Measure everything. You need to know if this is actually helping or just creating more work. We track time savings, bug rates, deployment success, and team satisfaction. Regular surveys help us understand how AI is affecting developer experience. And yes, we calculate ROI — because at the end of the day, this needs to make business sense.

Talk to your team. Be honest about what AI is and isn't. It's a tool, not a replacement. Show your developers how AI can free them up to work on more interesting problems. Position it as a way to learn new technologies faster, not as a threat to their jobs.

The Numbers Don't Lie

After three months of this experiment, we had some pretty impressive results. We cut the time spent on boilerplate code generation by 40% — that's almost half the time we used to spend on repetitive tasks. Our documentation coverage improved by 60%, which meant new developers could actually understand our codebase without needing a PhD in archaeology.

Code reviews for basic issues became 25% faster, and our developer satisfaction scores went up by 15%. Most importantly, we got simple features to market 30% faster. When you're competing in a fast-moving industry, that kind of speed improvement is gold.

Hindsight is 20/20

Looking back, there are definitely things we'd do differently. We should have created a more structured onboarding process for AI tools. Instead of just throwing everyone into the deep end, we could have run hands-on workshops with real project examples, set up a mentorship program pairing AI-experienced developers with newcomers, and done a gradual rollout starting with the most enthusiastic team members.
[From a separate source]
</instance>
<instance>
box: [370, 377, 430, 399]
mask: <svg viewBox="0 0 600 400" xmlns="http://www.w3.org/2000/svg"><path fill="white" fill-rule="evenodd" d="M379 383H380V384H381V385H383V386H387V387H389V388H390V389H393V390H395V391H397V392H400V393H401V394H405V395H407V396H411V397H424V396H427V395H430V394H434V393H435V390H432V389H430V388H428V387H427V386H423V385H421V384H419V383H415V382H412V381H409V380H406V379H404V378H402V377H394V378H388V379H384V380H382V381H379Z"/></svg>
We also learned the hard way that prompt management is crucial. We should have created a centralized library of proven prompt templates from day one, put our prompts under version control to track improvements, and done some A/B testing to see which prompt approaches work best for different types of tasks.

Quality assurance was another area where we could have been more proactive. We should have established AI-specific testing protocols, set up automated validation of AI outputs against our project standards, and scheduled regular audits of AI-generated code quality.

What's Next?

Based on what we've learned, we're planning to expand AI usage to more complex tasks as the tools get better. We want to integrate AI into our CI/CD pipeline for automated code analysis, maybe even develop custom AI models trained on our specific codebase and patterns. And who knows, maybe we'll create AI-powered project management tools for task estimation and resource allocation.

The Bottom Line

AI is a tool, not a magic solution. It can significantly improve your development efficiency, but only if you manage it properly, train your team, and integrate it thoughtfully into your existing workflows.

Start with low-risk applications like documentation, testing, and simple code generation. Don't try to solve world hunger on day one. Invest in your team's AI skills — the success of this whole experiment depends on how well your people can work with these tools.

Measure everything. Track the impact on productivity, quality, and team satisfaction. You need to justify the investment, and numbers speak louder than words. And stay flexible — these tools are evolving so fast that what works today might be obsolete tomorrow.

Conclusion

Our AI experiment taught us that artificial intelligence can be a powerful ally in software development, but it's not a magic bullet. Success requires careful planning, proper training, and ongoing management.

The key is to treat AI like any other team member — with clear expectations, proper onboarding, and regular feedback. When done right, AI can help your team focus on what they do best: solving complex problems and creating innovative solutions.

Would we do it again? Absolutely. In fact, we already are — but now with better rules, tighter scopes, and way fewer "wait, what is this AI even doing?" moments.

So yeah, AI is here. But if you want it to help you build — you'll need to learn to be a better manager. One who speaks fluent "prompt."


P.S.
If you're considering AI integration in your development process — start small, measure everything, and remember that the goal is to make your team more effective, not to replace them.

As we learned:
"AI is like a very smart intern who never sleeps, but still needs clear instructions and regular supervision."